Eventually, the mezzanines end, and we reach a mahogany door labeled STAIRS. Poppy rubs her hands together, and I wrinkle my brow. This has got to lead to an attic or some other private space like the librarian’s living quarters. A magical seal glows in the gap between the door and its frame, indicating that this space is out of bounds. Poppy twists her foci-ring, looking like she’s about to break in.
“Hey.” I grab her hand. “If Sister Pizan catches us—”
“She won’t.” Poppy raises her palm, and silver light shimmers over our bodies. It’s an enchantment similar to the shielding spell Kofi placed over the monster and me, except it follows us as we move.
After placing her fingers on the lock and dimming the door’s glowing seal, Poppy turns the handle and steps inside.
As soon as I follow after her, the door shuts, and darkness surrounds me like a crypt. I grope around for Poppy and grab her shoulder.
“The curation room is up here.” She clicks her fingers, and the jewel on her ring flares with light.
r /> We walk through a vestibule about the size of our room and ascend a short staircase that leads to another door. Poppy places her hand on the wood and turns to me with a mischievous grin. “Promise not to touch anything.”

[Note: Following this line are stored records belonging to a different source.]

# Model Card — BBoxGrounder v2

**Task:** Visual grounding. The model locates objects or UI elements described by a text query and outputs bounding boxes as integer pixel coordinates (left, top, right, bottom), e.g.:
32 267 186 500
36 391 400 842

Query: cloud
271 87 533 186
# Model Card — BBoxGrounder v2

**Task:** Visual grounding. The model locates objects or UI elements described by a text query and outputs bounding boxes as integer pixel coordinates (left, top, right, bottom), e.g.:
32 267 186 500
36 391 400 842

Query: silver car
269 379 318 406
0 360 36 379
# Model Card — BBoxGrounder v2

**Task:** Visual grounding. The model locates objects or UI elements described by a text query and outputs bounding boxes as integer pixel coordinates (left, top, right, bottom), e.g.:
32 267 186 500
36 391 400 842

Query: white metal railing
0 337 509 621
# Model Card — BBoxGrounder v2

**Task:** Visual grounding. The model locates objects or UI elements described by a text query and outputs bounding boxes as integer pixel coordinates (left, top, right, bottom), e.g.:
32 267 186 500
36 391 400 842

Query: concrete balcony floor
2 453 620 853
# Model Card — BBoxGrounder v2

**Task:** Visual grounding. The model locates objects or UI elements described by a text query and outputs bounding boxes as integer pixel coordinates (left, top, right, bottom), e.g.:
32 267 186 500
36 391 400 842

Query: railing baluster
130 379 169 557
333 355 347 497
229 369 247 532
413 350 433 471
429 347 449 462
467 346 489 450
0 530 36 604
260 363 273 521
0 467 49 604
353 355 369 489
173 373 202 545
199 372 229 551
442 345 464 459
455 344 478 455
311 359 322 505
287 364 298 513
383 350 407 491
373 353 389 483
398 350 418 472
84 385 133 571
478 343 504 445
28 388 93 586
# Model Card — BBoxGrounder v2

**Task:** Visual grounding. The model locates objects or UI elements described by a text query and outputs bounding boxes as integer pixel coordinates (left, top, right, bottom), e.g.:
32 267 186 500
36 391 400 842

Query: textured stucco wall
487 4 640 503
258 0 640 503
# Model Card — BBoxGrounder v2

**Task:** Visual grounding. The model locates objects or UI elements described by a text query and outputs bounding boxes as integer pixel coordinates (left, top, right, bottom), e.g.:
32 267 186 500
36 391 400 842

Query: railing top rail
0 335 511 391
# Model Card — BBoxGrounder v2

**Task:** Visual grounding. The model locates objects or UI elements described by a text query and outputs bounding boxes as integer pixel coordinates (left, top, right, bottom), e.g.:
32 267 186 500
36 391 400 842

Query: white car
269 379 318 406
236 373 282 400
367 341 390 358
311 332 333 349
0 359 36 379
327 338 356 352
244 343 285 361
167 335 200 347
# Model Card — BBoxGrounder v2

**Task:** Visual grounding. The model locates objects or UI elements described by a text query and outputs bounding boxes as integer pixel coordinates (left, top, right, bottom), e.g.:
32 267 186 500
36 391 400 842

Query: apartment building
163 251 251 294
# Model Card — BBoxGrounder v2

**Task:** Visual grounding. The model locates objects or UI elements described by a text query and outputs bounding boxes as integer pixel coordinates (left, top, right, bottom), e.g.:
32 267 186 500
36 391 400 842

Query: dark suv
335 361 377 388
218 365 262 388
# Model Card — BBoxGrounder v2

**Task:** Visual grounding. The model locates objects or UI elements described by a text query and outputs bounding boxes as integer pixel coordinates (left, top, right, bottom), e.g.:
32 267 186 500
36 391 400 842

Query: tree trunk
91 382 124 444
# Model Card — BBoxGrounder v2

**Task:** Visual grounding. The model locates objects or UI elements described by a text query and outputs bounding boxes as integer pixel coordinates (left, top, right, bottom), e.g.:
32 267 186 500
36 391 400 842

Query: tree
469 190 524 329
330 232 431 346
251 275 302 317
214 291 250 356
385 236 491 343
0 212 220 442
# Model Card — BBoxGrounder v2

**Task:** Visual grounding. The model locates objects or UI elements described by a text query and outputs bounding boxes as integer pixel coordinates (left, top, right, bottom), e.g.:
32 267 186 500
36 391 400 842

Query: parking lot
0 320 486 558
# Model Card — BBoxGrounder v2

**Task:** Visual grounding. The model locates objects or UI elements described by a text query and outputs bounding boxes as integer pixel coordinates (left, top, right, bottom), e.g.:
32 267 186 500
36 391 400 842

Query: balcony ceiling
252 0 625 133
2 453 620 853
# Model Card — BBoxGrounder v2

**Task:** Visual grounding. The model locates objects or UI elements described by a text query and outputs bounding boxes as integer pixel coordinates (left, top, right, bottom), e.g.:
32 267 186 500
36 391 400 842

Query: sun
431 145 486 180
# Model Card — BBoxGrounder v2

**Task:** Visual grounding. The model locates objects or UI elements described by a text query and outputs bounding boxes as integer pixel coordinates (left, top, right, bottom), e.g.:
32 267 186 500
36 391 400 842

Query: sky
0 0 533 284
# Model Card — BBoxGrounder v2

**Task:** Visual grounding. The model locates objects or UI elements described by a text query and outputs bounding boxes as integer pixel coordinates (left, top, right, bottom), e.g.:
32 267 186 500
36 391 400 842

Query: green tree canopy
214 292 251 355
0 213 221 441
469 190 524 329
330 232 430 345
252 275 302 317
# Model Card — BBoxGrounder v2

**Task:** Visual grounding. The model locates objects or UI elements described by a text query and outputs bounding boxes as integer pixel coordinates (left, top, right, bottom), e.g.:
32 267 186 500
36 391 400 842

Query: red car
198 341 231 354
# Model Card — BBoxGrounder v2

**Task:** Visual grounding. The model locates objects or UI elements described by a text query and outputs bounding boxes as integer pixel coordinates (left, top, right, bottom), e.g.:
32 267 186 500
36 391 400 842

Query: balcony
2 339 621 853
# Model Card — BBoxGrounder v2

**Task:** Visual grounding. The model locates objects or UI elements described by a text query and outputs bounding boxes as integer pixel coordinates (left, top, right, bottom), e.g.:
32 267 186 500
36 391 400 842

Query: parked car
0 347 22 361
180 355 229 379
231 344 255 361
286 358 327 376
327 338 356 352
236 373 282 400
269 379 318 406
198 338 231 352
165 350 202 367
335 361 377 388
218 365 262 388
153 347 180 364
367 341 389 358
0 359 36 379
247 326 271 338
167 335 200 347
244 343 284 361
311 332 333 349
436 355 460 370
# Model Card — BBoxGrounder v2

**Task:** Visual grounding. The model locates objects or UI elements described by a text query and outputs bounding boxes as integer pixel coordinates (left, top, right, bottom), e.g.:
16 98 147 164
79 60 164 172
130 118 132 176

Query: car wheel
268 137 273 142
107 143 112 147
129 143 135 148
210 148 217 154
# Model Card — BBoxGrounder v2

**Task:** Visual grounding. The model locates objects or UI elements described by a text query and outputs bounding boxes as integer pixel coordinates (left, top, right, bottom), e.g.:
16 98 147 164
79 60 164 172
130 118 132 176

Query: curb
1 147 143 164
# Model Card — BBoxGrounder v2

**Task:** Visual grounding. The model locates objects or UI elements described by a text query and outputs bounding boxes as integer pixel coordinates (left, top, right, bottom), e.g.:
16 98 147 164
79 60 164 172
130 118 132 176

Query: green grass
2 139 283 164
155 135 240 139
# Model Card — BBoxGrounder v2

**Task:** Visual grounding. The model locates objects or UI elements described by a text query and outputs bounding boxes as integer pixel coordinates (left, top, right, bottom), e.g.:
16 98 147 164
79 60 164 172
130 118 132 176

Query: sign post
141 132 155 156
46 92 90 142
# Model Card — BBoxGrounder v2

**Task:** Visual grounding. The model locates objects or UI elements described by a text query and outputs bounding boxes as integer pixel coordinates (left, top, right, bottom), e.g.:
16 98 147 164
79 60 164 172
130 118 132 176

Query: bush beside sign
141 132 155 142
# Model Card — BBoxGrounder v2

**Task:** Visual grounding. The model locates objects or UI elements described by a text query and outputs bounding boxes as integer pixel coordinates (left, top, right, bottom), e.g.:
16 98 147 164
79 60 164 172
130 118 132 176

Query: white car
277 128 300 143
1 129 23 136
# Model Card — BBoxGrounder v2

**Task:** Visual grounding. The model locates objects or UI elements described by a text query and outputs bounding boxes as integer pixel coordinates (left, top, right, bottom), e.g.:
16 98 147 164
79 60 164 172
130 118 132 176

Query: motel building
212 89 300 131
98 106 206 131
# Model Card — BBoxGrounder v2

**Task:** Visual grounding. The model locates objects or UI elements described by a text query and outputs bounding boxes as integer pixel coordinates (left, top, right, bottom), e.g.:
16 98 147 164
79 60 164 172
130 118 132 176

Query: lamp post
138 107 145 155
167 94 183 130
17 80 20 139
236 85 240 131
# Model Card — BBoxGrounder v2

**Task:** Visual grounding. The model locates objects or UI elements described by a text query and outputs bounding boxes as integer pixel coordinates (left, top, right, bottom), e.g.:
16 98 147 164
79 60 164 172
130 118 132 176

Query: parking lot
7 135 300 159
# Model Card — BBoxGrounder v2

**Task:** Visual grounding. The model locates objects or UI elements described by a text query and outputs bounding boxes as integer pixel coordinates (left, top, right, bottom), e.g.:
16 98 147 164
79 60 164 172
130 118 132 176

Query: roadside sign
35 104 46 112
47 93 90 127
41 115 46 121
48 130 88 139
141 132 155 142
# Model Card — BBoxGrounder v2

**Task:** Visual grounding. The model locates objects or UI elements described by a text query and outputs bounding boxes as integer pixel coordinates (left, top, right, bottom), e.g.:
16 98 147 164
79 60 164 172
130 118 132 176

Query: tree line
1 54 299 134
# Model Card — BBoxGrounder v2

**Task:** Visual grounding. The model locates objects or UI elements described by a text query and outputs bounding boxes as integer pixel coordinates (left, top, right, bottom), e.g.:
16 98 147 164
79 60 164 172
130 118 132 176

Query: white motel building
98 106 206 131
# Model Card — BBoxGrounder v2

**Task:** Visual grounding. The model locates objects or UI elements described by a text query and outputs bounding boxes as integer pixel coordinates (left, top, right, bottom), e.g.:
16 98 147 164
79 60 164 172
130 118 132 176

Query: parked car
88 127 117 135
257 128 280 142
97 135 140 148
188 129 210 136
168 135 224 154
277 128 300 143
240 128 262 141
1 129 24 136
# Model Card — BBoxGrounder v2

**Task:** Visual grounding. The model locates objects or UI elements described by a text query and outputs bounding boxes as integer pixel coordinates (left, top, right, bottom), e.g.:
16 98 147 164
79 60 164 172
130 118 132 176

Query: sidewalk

“I’ll leave the illicit handling to you,” I mutter.
With a snort, she pushes the door open. The attic is even cooler than the library, and the only scent in the room is Poppy’s summer meadow shampoo. I glance around the huge, windowless space, which is kept bright with the same magic the seer used for her attic.
Rows of white, preserving tables stretch down the middle, some looking large enough to accommodate a mammoth. Along the walls stand huge wire racks containing wooden crates, trunks, and all manner of storage. My mind flits to announcements Presbytera Driver occasionally makes when slayers destroy vampire nests. What if all this old stuff was their property?
Among the chests are racks of crumbling books, old scrolls, and yellowed paper stacked and wrapped in string. This appears to be a storage space for items awaiting sorting and restoration.
Poppy loops her arm through mine. “Madoc and I used to visit this place when he was an apprentice here,” she says with a wistful sigh. “Now, we have to wait until he returns from missions.”
A laugh bubbles up from my chest as I can almost see them as an elderly couple, going antiquing. I glance over my shoulder for signs of a librarian or her army of assistants, but only find more shelves. “Where did you say he was right now?”
“Dublin,” Poppy replies. “He’s part of the team investigating the fire in Malone Convent, remember?”
Walking alongside her, I rub the back of my neck and grimace. “Ugh… Sorry. I’ve had so much on my mind.”
Poppy stops at a rack of gigantic, leather-bound books and encases her hands in white magic. “It’s a wonder that you’re still standing.”
I step back and fold my arms. “Why aren’t we looking through the perfectly preserved scans available on the libraryNet?”
“These items are awaiting digitization.” Poppy turns her head from side-to-side, surveying the tall, leather spines. “Besides, anything scanned can be manipulated by a first-year mage.” She pulls out a tome about half her size.